Nervös betrat ich das Zimmer. Eine  kleine Kerze flackerte hektisch auf einem hellen Eichentisch. Bunte, in allen Farben leuchtende Verzierungen schmiegten sich an die dunkle Wand und verliehen ihr ein lachendes Images.  Staunend ließ ich meine Finger über die vielen Kerben und Vertiefungen, die in dem Holz eingesetzt wurden, gleiten. "Alisha" Ich zuckte zusammen. Der alte Mann saß nur wenige Zentimeter von mir entfernt auf einem Kissen und beobachtete mich. Verlegen grinste ich schief und fragte: "Ihr habt mich gerufen?" Er nickte  bedächtig und bedeutete mir, mich ihm gegenüber zu setzten. Schulterzuckend ließ ich mich auf dem flauschigen roten Teppich sinken. Er sprach weiter: "Alisha, wie ich sehe, machen du im Thema Kämpfen und Verteidigen große Votschritte, aber deine Elementarkräfte sind weniger zu gebrauchen!" Beschämt sank ich ein ganzes Stück tiefer in mich hinein. Der alte Mann fuhr fort : "Kein Wunder,  du hattest ja noch keinen Lehrer darin. Ich werde diese Aufgabe fortan übernehmen. Doch das ist nicht der Grund warum ich die hergerufen habe, Alisha.  Dich plagt etwas. Etwas ungeheim großes und du hast Angst." Ich riss verblüfft die Augen auf. Woher wusste dieser Mann von meinen Problemen?  Ich druckste ein wenig herum. "Es... ist...nur meine.... naja.... na schön.... Mein Anhänger.  Er redet mit mir und ist lebendig. Heute, da.... hat er fast meine Kehle zerdrückt. Und er sprach. Irgentwas von Befrei mich. Ich habe keine Ahnung,  was ich damit anfangen soll. Doch dieser Anhänger lässt mir keine Ruhe.  Ich ersticke noch!" Am Ende wurde meine Stimme immer lauter und hysterischer. Der alte Mann nickte und überlegte. Schließlich sagte er: "Ich kann dir helfen. Allerdings ist es meist ungenau." Er sprach eindringleich und seine Stimme wurde zunehmend leiser. "Und was soll ich machen?", fragte ich skeptisch und verschränkte die Arme vor der Brust. Der Mann griff nach dem funkelnden Saphirdrachen in meiner Hand und umschloss ihn mit seinen Fingern.

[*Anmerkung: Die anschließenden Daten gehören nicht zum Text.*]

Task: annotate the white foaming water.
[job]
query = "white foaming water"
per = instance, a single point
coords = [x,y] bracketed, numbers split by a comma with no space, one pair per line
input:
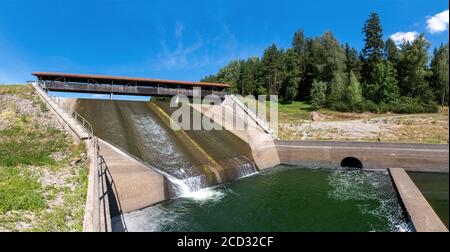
[246,169]
[186,186]
[352,184]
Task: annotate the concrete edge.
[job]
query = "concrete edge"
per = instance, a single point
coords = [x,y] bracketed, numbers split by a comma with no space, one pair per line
[91,222]
[420,212]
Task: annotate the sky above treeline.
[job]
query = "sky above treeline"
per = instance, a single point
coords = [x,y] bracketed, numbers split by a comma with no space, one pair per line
[187,40]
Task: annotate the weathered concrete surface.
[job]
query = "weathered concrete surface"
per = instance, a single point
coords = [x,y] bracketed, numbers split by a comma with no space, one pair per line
[327,154]
[91,221]
[134,184]
[421,214]
[262,144]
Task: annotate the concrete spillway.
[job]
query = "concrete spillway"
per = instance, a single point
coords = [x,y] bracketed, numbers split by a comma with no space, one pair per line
[190,159]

Süßlicher Rauch umhüllte mich. Blauer Dampf stieg auf und nahm mir die Sicht. Ich zitterte. Langsam enthüllte der Nebel eine Gestalt. Ich zuckte zusammen. Fast weiße Haare. Weiße Bluse. Weiter Gürtel.  Das war eindeutig ich. Staunend beobachtete ich mein Ebenbild. Es umformte etwas. Den Anhänger!  Er ruhte glänzend wie immer in seiner - meiner -  Hand.  Doch etwas veränderte sich. Mein Ich hielt denn Saphir in das bleiche Licht des Vollmondes und.... sang. Es sang etwas grauenvolles und zugleich wunderschönes. Es sang vom Drachen. Mit Gänsehaut hörte ich angespannt der Stimme zu. Jeder einzelne Ton fuhr mir in die Haut. Dann verblasste mein Ebenbild und ich war wieder im Zimmer. Ich rieb mir die Augen. Meine Hände kribbelten vor Aufregung.   Ohne zu Zögern rannte ich nach draußen und stellte mich unter das fahle Mondlicht. Der Vollmond strahlte auf mich herab und beleuchtete die Wiese. Zitternd kramte ich die Kette unter meiner Bluse hervor und hielt sie in das Licht. Sofort hörte ich wieder diese Stimme und schluckte meine Panik hinunter. Mit brüchiger Stimme fing ich an zu singen.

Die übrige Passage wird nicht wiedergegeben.